Often, criticism will come regarding these "unknowns": they make no scientific sense, there are no known technologies which can do such things, etc. Such criticism ignores a very simple fact- we don't know everything. If something is observed repeatedly, by people all over the world, people with different cultures and different sources of influence, and have been observed in much the same way for centuries, I contend it's not wrong to assume there is some basis in fact for it. It does not disprove anything to say that we do not currently understand them. And it proves nothing to say that because we have no proof such things are possible, that such things cannot happen, and the observers are all liars, delusional, or dishonest. How then, to handle such things? Examine the extant reports and theories. Collect and report new data. And theorize anew, because we know more know than we did, say, a hundred years ago. Know where the line is between speculation and something repeatable under controlled conditions, and act accordingly. And remember that things which are now proven were once speculations too. Last, never, ever, get so attached to one explanation that you become unwilling to keep an open mind to new info.

So it is the non-religious, odd experiences that interest me. Telepathy, precognition (and other time-related phenomena), remote knowledge/viewing- these things have all seemingly happened to me at various times. My experiences have forced me to theorize, because they were intense enough that I could not simply let them go. I hold out no hope of converting anyone, but if I open a mind here or there, that would be nice.

UFOs interest me. I had a sighting in 1979, and it was not a high-flying amorphous dot of light in the night sky. It was very visible, and very obviously not any kind of conventional craft open to common knowledge.

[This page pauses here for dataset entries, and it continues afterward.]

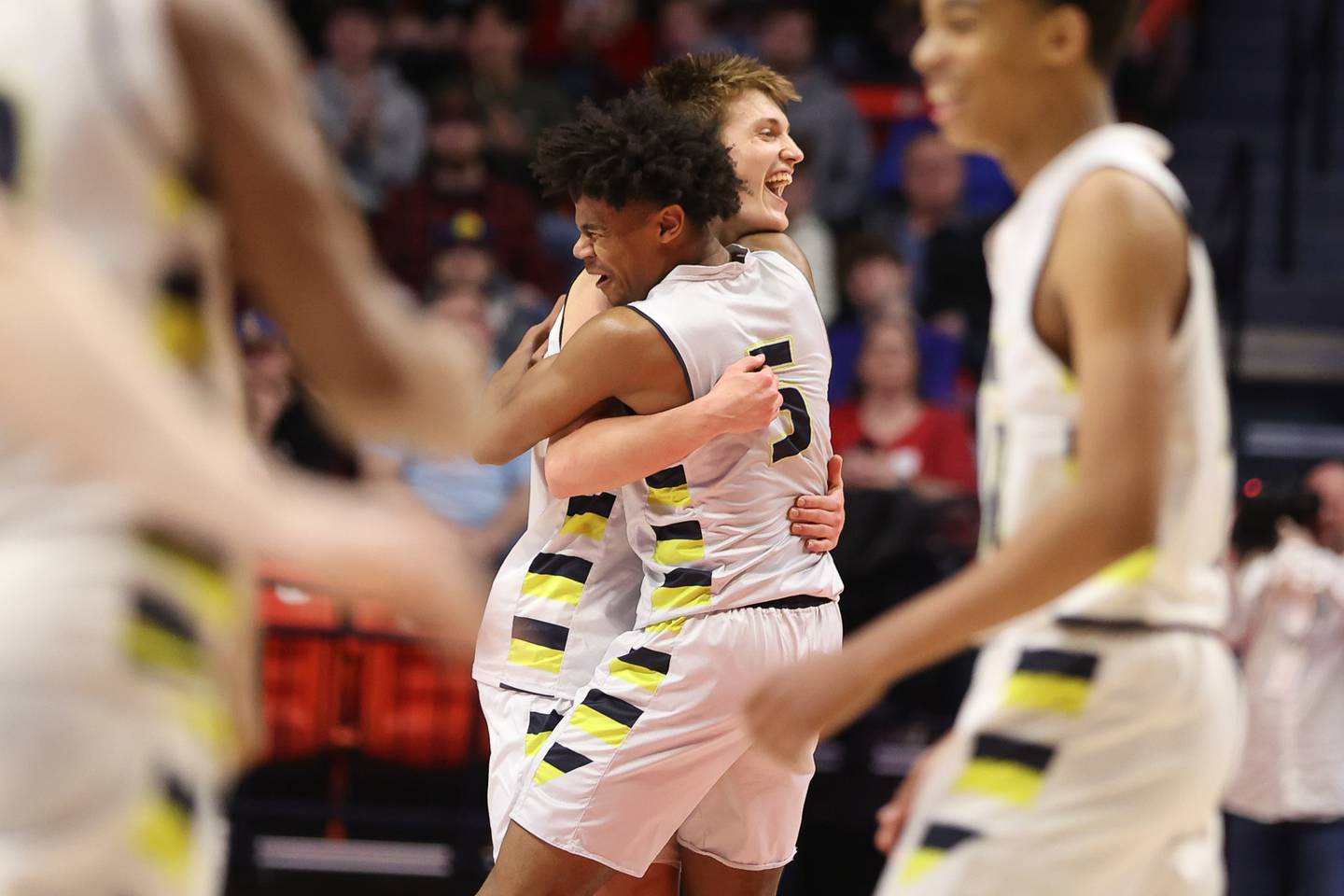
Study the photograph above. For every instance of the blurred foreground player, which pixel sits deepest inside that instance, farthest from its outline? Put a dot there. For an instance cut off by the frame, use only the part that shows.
(1102, 721)
(127, 641)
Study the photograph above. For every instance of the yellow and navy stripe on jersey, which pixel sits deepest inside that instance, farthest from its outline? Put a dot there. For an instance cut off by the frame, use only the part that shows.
(162, 637)
(683, 589)
(556, 577)
(1007, 768)
(539, 727)
(588, 514)
(643, 666)
(537, 644)
(559, 761)
(938, 841)
(678, 543)
(605, 716)
(1053, 681)
(669, 488)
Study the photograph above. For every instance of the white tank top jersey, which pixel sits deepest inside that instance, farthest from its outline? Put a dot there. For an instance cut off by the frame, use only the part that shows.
(712, 532)
(566, 590)
(1029, 406)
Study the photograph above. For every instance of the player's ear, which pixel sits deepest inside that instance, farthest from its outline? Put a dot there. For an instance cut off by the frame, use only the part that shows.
(1066, 35)
(671, 223)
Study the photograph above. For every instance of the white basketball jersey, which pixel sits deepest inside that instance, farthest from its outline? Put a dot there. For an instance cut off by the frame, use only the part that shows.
(1029, 407)
(566, 590)
(714, 532)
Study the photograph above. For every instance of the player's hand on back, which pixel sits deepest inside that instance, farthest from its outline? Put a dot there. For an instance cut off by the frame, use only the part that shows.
(819, 519)
(745, 399)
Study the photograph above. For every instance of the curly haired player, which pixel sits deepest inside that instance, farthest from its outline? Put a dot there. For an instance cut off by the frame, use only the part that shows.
(653, 747)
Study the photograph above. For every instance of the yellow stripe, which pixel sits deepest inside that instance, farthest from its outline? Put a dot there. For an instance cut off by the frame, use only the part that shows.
(544, 773)
(666, 624)
(554, 587)
(588, 525)
(922, 861)
(672, 496)
(525, 653)
(599, 725)
(161, 833)
(537, 742)
(1130, 569)
(1047, 692)
(691, 595)
(151, 645)
(678, 551)
(1008, 780)
(647, 679)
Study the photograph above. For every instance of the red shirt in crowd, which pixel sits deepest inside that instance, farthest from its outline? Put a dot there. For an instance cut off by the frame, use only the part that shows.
(938, 445)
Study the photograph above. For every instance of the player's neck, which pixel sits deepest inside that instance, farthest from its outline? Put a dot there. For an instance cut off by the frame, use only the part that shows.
(1051, 134)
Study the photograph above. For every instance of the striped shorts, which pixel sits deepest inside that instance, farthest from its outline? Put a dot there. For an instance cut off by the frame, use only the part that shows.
(1082, 763)
(656, 749)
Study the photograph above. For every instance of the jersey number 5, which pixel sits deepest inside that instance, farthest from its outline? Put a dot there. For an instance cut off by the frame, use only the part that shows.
(778, 355)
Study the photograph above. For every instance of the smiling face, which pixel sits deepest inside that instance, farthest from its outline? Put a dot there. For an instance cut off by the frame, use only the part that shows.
(756, 131)
(623, 247)
(989, 69)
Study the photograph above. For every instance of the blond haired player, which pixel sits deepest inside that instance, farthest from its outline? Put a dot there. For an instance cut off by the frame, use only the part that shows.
(583, 520)
(1101, 724)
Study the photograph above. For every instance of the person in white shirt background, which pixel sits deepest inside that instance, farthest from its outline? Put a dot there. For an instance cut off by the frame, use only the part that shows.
(1285, 804)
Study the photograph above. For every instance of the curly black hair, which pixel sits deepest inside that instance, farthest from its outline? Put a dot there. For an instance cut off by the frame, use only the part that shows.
(638, 148)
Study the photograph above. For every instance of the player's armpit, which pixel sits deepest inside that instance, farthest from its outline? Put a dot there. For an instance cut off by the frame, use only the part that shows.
(784, 246)
(1118, 269)
(619, 354)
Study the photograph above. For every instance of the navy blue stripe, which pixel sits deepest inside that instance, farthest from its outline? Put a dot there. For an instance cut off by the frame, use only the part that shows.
(1060, 663)
(684, 578)
(687, 531)
(546, 635)
(562, 565)
(598, 504)
(668, 479)
(613, 707)
(947, 835)
(1011, 749)
(566, 759)
(653, 660)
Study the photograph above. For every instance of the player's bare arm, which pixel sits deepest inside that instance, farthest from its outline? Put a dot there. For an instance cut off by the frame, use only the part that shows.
(619, 355)
(1118, 274)
(384, 370)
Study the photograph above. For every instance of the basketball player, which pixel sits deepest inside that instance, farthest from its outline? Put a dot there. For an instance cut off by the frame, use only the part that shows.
(585, 520)
(1092, 749)
(653, 747)
(112, 635)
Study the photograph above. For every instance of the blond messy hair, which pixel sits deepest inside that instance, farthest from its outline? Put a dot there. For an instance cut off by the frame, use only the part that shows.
(703, 85)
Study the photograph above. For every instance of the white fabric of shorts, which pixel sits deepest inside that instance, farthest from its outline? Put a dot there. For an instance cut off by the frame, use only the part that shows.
(655, 749)
(1063, 782)
(105, 786)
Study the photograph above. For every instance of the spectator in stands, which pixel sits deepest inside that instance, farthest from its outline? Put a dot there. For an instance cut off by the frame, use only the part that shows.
(889, 437)
(1285, 822)
(371, 119)
(518, 106)
(465, 259)
(816, 239)
(1327, 481)
(876, 285)
(488, 503)
(684, 27)
(268, 373)
(839, 152)
(424, 216)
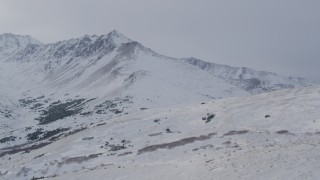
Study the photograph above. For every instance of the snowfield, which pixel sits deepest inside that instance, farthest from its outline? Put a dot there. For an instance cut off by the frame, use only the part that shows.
(106, 107)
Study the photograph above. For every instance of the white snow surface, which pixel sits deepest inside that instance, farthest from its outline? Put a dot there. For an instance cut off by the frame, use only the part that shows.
(246, 144)
(106, 106)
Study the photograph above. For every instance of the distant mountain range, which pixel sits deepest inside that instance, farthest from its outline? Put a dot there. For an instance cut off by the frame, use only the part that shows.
(65, 105)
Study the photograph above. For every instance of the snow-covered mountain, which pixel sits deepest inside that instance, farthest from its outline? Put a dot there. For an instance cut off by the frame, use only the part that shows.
(249, 79)
(95, 87)
(10, 43)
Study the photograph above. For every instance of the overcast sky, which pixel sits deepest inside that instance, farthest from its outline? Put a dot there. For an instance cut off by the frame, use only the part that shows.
(281, 36)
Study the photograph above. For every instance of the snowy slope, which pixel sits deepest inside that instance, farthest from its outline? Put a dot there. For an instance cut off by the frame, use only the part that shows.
(239, 142)
(10, 43)
(80, 92)
(249, 79)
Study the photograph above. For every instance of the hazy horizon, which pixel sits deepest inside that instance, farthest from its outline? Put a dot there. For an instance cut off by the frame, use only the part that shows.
(278, 36)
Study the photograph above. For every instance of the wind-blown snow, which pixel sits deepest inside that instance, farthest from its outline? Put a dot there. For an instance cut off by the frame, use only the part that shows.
(106, 106)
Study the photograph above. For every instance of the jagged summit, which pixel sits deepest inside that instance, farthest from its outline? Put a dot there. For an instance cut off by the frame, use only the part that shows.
(11, 43)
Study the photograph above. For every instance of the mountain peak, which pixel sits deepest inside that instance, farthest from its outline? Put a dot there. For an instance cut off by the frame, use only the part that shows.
(11, 43)
(118, 38)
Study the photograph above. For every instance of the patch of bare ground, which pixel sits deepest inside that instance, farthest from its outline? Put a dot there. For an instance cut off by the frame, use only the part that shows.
(231, 133)
(25, 149)
(175, 144)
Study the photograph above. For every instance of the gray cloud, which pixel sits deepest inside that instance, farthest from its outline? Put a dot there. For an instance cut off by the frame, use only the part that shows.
(282, 36)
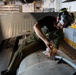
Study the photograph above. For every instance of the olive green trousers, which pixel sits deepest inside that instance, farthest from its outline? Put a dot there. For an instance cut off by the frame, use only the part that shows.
(29, 45)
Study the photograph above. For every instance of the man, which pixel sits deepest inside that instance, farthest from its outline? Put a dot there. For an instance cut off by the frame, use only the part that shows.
(48, 33)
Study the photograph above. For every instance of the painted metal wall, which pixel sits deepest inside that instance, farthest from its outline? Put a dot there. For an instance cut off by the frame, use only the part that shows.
(70, 36)
(12, 25)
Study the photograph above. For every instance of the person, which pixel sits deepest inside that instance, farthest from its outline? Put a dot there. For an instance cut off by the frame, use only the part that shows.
(48, 32)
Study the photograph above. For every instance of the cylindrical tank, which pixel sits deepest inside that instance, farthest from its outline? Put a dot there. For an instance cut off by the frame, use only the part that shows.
(38, 64)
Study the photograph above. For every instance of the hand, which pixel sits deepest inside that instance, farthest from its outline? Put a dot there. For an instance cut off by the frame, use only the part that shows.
(51, 52)
(48, 44)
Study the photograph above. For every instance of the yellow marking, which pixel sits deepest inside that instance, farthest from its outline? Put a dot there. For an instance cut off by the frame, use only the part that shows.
(73, 26)
(67, 52)
(70, 42)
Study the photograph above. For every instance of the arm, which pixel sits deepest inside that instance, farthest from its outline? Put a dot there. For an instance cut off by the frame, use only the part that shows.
(40, 34)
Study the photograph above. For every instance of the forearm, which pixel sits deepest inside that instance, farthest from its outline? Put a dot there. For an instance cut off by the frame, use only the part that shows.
(39, 32)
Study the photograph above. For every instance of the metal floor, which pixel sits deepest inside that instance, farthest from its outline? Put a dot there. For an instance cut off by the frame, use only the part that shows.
(54, 68)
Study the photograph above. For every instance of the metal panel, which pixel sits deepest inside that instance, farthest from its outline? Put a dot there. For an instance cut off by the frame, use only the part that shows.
(68, 33)
(74, 36)
(17, 24)
(39, 64)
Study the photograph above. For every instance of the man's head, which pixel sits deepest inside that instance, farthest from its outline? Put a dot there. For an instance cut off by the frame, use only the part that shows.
(65, 20)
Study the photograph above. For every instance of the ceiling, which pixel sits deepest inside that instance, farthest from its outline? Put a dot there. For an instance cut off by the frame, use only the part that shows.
(27, 1)
(68, 1)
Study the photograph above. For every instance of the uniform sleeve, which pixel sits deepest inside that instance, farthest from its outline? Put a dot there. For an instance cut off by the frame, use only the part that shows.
(58, 39)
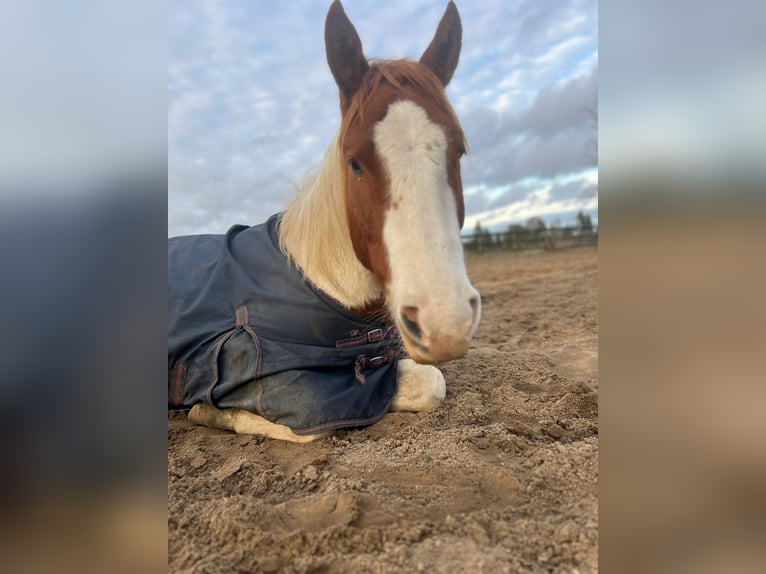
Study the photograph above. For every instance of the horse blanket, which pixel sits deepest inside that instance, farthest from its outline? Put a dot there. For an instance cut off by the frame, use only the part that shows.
(246, 330)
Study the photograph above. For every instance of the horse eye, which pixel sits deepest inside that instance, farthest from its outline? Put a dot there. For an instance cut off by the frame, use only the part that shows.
(355, 167)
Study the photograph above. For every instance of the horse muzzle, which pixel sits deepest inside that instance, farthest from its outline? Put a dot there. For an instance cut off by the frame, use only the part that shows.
(439, 331)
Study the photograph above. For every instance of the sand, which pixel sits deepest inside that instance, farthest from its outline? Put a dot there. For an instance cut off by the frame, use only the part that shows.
(503, 477)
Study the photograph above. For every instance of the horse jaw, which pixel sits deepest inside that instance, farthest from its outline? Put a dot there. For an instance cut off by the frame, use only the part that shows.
(429, 295)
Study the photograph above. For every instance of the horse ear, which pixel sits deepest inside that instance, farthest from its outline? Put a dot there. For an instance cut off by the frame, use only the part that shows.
(443, 52)
(344, 51)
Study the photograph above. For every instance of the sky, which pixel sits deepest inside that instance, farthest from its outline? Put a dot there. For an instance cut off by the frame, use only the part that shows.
(252, 105)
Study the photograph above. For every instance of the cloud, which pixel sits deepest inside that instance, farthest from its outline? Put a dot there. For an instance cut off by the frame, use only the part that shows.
(252, 105)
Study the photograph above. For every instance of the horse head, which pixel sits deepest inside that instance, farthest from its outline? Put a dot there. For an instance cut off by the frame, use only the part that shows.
(401, 143)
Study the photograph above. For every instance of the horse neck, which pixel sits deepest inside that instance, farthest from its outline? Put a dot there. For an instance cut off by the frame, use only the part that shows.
(315, 236)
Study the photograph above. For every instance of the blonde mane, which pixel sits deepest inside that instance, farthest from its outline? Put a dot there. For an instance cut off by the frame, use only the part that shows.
(315, 236)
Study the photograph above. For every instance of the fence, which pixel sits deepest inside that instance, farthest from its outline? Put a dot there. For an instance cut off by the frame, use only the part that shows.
(523, 239)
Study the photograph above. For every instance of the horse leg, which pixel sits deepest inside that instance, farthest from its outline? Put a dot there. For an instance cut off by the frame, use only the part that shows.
(244, 422)
(421, 387)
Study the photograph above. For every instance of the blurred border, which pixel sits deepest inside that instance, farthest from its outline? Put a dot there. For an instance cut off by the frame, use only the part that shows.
(83, 216)
(682, 283)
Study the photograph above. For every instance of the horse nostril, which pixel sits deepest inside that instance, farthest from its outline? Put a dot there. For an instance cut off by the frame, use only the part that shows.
(409, 316)
(474, 304)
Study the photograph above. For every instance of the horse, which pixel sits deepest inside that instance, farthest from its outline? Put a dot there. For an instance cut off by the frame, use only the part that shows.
(336, 311)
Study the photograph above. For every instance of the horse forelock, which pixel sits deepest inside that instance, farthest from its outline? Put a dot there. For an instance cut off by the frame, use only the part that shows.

I do not have an explanation for what I saw. I have speculated a lot, as is natural when faced with an unexplainable experience. I do not automatically equate UFOs with space visitors. I honestly do not know what they are, and feel good in stating my lack of knowledge clearly. I wish others would do the same. A guess is not proof. The one thing I detest more than automatically assuming these things are from outer space is that they are all hoaxes, misperceptions, or the products of overactive imaginations. Read the literature amassed over the last 70 or so years- the best of it, the rest of it, as you like- and you will see: something has really been happening something beyond the psyches of the witnesses. We don't know what, but that doesn't mean anything beyond itself. There are definite patterns, some of which have never been particularly obvious, in an "everybody knows those stories" kind of way. There are almost as many theories as there are theorists.

A parting, summarizing note now. Not believing in God does not mean I believe we know everything. We most certainly do not. I think a realistic approach to things formerly and wrongly painted with the brush of "unreal" is a worthwhile thing. I do not want to believe. I want to know; to the best of my abilities, limited though they are. I'm fine leaving questions open until thoroughly answered. That's exactly as it should be. That does not remove the questions. It only challenges us to keep looking for answers.